In “Persona,” Ingmar Bergman’s cryptic avant-garde experiment, a stage actress (Liv Ullmann) becomes physically and emotionally indistinguishable from her vulnerable nurse (Bibi Andersson) who has always felt unheard. The actress has stopped speaking, giving her ample time to listen. In “Heathers,” Michael Lehmann’s satire, murder and suicide are pastimes for the wealthy, exploited as a means of securing schoolyard popularity ― a biting critique of capitalism.

Amanda and Lily’s murder plot isn’t designed to earn them social points, but it is a way of escaping their realities. Lily can flee the torment of her wicked stepfather, and Amanda can escape the tedium of a life where no one thinks she has much worth. The camera remains fixed on the girls, following them as they move through Lily’s lavish home and cutting to sudden close-ups to expose their inner machinations. Watching them, murder feels like justifiable vengeance, a way out of being undervalued and misunderstood. Finley’s knack for black humor adds a deliciousness to the proceedings.

Bibi Andersson and Liv Ullmann in "Persona." (Photo: Archive Photos via Getty Images)
Bibi Andersson and Liv Ullmann in "Persona." (Photo: Archive Photos via Getty Images)

“Thoroughbreds” further departs from psychodramas of yore by avoiding the hysterics that sometimes define these movies’ protagonists.
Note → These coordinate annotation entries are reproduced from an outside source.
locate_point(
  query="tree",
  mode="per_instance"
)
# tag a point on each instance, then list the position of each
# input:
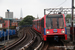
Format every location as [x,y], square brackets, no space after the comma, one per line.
[27,20]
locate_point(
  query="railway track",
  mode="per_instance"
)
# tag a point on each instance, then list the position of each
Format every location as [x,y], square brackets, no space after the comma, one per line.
[24,42]
[53,45]
[21,37]
[37,42]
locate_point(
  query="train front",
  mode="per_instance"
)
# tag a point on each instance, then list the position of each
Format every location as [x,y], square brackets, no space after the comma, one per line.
[56,26]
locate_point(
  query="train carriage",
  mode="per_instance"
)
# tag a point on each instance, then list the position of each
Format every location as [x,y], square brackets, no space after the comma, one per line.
[51,25]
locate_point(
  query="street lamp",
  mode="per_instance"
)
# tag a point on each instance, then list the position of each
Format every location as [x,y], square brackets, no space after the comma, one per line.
[8,24]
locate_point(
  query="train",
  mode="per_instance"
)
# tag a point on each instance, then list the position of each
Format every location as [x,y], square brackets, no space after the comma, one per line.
[4,33]
[51,26]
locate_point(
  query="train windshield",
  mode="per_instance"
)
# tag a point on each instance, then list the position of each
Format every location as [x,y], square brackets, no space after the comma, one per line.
[54,22]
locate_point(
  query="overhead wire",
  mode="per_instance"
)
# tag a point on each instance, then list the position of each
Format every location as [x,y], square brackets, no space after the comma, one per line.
[61,3]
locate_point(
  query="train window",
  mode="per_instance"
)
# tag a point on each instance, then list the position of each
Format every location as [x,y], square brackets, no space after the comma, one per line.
[42,23]
[61,23]
[54,22]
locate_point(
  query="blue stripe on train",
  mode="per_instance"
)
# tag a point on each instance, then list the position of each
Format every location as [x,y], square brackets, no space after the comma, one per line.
[44,31]
[65,31]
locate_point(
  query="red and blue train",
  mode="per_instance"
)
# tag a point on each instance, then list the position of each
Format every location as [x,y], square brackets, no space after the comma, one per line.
[51,25]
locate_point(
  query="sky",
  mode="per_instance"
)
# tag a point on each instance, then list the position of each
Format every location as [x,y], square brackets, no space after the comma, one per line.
[30,7]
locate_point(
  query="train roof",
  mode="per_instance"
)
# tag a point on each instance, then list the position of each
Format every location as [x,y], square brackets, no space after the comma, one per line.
[46,15]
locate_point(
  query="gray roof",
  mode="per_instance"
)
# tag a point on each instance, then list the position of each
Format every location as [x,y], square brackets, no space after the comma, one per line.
[18,20]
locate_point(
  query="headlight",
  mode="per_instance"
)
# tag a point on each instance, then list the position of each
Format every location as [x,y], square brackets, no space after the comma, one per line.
[62,31]
[47,32]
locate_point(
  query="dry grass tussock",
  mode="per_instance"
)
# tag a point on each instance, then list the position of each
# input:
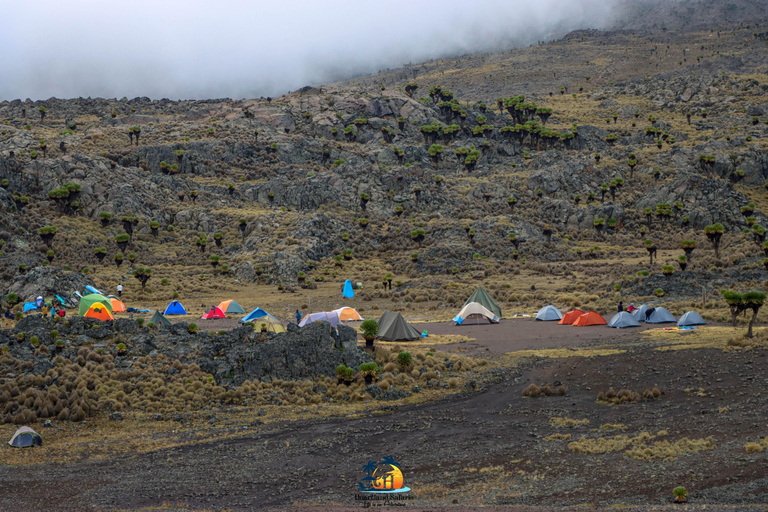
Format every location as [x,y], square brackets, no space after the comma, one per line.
[644,446]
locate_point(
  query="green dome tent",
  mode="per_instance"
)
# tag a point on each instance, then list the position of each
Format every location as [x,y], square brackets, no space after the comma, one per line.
[24,437]
[481,297]
[89,300]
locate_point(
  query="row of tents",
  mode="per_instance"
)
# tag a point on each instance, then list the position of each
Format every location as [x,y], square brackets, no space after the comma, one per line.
[620,320]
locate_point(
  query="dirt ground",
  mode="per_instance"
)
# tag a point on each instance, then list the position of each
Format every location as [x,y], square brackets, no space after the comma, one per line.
[525,334]
[489,447]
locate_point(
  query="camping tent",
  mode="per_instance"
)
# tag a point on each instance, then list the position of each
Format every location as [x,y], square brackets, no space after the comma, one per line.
[660,316]
[24,437]
[393,327]
[347,314]
[570,317]
[348,291]
[324,316]
[273,324]
[639,313]
[231,307]
[590,318]
[475,313]
[256,313]
[99,312]
[481,297]
[690,318]
[549,313]
[159,320]
[117,305]
[622,320]
[213,313]
[175,308]
[88,300]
It’s telling that all of the aforementioned titles are directed by men, as are 1962′s “What Ever Happened to Baby Jane?” and “Carnival of Souls,” the genre’s installments that most portray their women as fanciful basket cases. (“Hysteria won’t solve anything,” a man tells Candace Hilligoss’ distraught character in “Carnival of Souls.”)

As Emily Yoshida wrote last year in a sharp Vulture essay about psychodramas, “A scene without a man will never matter as much as a scene with one; a scene without a man isn’t as real as a scene between two women — hence the unreality that so many of these films exist in.” Interestingly, Finley is more generous to his characters than some of the other fellas responsible for female-fronted psychodramas: “In a way, the core structure of the movie is a romantic comedy,” he recently said. “For me, that’s the one genre that really doesn’t have a hero and a villain.” He’s able to pay homage to Lynch and Bergman and Roman Polanski and Billy Wilder while still modernizing the tropes he borrows.

By the time “Thoroughbreds” ends ― no spoilers ― everything we know about Amanda and Lily has shifted. But it’s not as if they become foreign versions of the girls we first met. To Finley’s point about this being a rom-com of sorts, Amanda and Lily are unconventional soulmates. Like any great couple, they invoke in each other qualities they didn’t know they possessed. Some of those qualities are dark, brooding and bitter, giving “Thoroughbreds” a certain self-aware camp. Dark occurrences in picture-perfect suburbia begs for irony.

And like its predecessors, the movie leaves a sense of horror in its bloodstained wake: the horror of murderous intrigue and impulsive adolescence. The key difference? It convinces us that its characters’ oddities shouldn’t invite fear. In fact, they might be sort of brilliant.